The treatment, called Natroba, is expected to be on the market later in 2011, the company said.

The new therapy is based on a compound developed at Eli Lilly and Co. called Spinosad. ParaPRO acquired rights to use it for lice treatment in 2002. The company received a $2.1 million grant from Indiana's 21st Century Research and Technology Fund in 2007 to help develop the treatment.

ParaPRO is a subsidiary of Carmel-based SePRO Corp., which makes herbicides and fungicides.

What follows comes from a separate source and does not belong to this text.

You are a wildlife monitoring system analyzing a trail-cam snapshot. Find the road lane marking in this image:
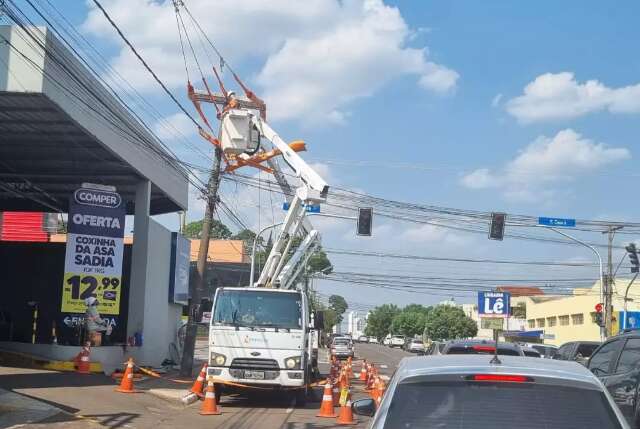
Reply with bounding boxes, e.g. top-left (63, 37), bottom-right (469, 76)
top-left (380, 365), bottom-right (388, 369)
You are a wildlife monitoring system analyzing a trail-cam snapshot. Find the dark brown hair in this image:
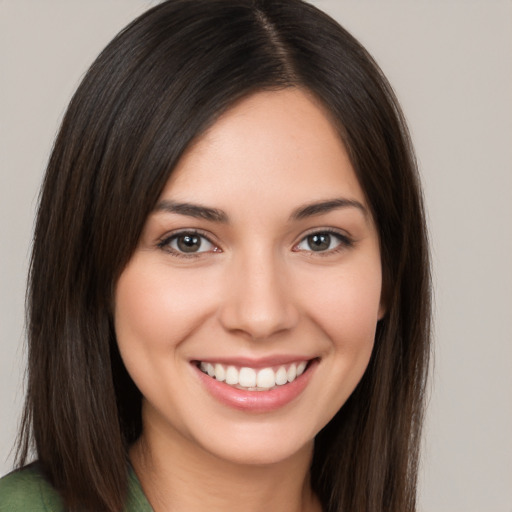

Touted as environmentally-friendly, Spinosad has a green pedigree. It's based not on a synthetic compound, but on bacteria that occur naturally in the soil. Lilly discovered the bacteria in the Caribbean in the mid-1980s.

The pharmaceutical giant eventually spun out its Agricultural Products Division in a joint venture with Dow Chemical Co. The venture, which became Dow AgroSciences, now sells a line of Spinosad-based insecticides that ring up annual sales approaching $200 million a year. They're available in 70 countries and used on 150 different crops.

According to the National Science Foundation, between 6 million and 12 million U.S. children are affected by head lice annually, resulting in outbreaks that lead to 12 million to 24 million lost school days. ParaPro hopes its Spinosad lice treatment one day will prove as successful as Dow AgroSciences' insecticides.

The company said the product will be the first available that doesn't require nit combing, the often painful, manual removal of the insects and eggs.
"ParaPRO's technology provides an easy solution to a common public health nuisance," said Mitch Roob, Indiana's secretary of commerce, in a prepared statement. "In addition to the benefits of a simplified treatment for lice, ParaPRO's product paves the way for future high-wage job creation."